Alors qu’en Chine des milliardaires devenus gênants pour le pouvoir communiste ont tendance à disparaitre, aux Etats-Unis on assiste au grand remplacement des politiques traditionnels par les milliardaires. Analyse.
« L’économie mondiale doit-elle être une exploitation ou une organisation du monde ? Les Césars de ce futur empire doivent-ils être […] des milliardaires ou des généraux, des banquiers ou des fonctionnaires de stature exceptionnelle ? C’est là l’éternelle question. » (Oswald Spengler, Prussianité et socialisme)
Le monde, prophétisait en 1919 Spengler dans Prussianité et socialisme, est appelé à être le théâtre d’un affrontement global entre deux modèles irréconciliables de sociétés : le modèle anglo-saxon, qui prône la primauté de l’individu, et le modèle prussien, qui affirme la prééminence de la collectivité.
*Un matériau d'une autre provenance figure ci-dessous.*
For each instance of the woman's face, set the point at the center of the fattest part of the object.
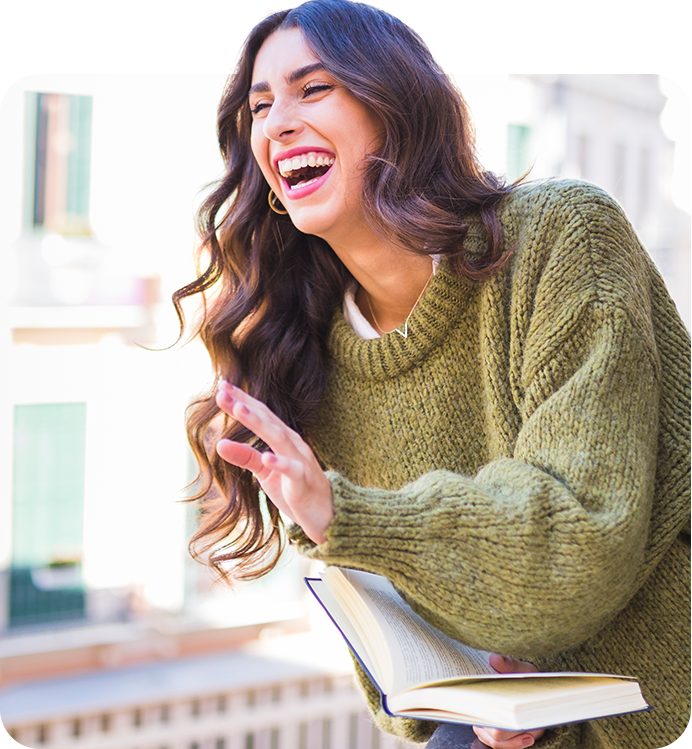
(309, 137)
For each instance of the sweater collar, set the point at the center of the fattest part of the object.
(392, 355)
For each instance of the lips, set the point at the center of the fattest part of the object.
(303, 170)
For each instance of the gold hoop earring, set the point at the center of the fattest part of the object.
(273, 205)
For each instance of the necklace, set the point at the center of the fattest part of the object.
(403, 333)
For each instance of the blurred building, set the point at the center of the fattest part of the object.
(99, 180)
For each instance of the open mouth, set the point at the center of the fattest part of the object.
(305, 169)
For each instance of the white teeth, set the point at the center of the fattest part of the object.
(311, 158)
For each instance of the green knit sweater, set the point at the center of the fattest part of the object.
(519, 466)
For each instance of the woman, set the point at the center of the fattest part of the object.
(478, 390)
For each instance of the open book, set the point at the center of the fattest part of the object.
(424, 674)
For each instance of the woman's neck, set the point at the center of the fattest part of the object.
(391, 282)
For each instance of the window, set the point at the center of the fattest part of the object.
(518, 151)
(47, 502)
(58, 163)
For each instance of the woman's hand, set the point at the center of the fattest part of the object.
(508, 739)
(289, 475)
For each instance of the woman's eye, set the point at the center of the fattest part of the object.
(259, 107)
(314, 88)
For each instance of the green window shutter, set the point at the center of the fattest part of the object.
(47, 517)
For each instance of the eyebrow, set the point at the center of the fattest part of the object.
(263, 87)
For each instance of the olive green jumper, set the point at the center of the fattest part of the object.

A ces deux modèles correspondent deux types anthrolopologiques opposés : le type anglo-saxon de l’homme privé, libre, indépendant, culminant dans la figure du self-made man ; et le type prussien du serviteur de l’État, loyal et probe, culminant dans la figure du fonctionnaire weberien.
Chacun de ces types, d’après le philosophe allemand, peut être vu comme le lointain descendant d’une figure prototypale : celle du chevalier teutonique, c’est-à-dire du moine-soldat, dans le cas prussien ; et celle du Viking, c’est-à-dire du pirate-marchand, dans le cas anglo-saxon.
Au sens teutonique de la discipline et de l’austérité, à l’ethos prussien du devoir, répondent ainsi l’existence viking conçue comme une lutte sans merci pour la vie, et l’ethos anglo-saxon du succès.
Dans ces deux modèles de sociétés, la Volonté de puissance est à l’œuvre : mais là où l’esprit anglo-saxon entend les faire s’affronter individuellement pour qu’elles s’aiguisent les unes les autres, l’esprit prussien, lui, entend les unifier dans une seule et même expression générale, dont chacun acceptera ensuite d’être l’instrument.
Ethos prussien du devoir vs. ethos viking du succès : illustrations économiques et sociales
A l’idée prussienne d’une cogestion de l’entreprise, y associant les salariés, correspond ainsi une appréhension anglo-saxonne de la vie économique comme « part de butin revenant à chacun ». Là, rien de la recherche teutonne d’un optimum global, mais la constitution viking, grâce aux compagnies et aux trusts,de fortunes individuelles et de richesses privées. Même le traitement du paupérisme, souligne le philosophe prussien, n’échappe pas à cette opposition. A l’invention bismarckienne d’un État-providence, c’est-à-dire d’une mutualisation obligatoire et solidaire des risques, répond alors le développement, par les milliardaires anglo-saxons, de la philanthropie, c’est-à-dire d’une charité discrétionnaire et privée, offerte par ses dispensateurs à la manière de « vieux corsaires, qui, attablés dans le château conquis, jettent aux prisonniers [en l’occurrence, le peuple] les reliefs du festin ».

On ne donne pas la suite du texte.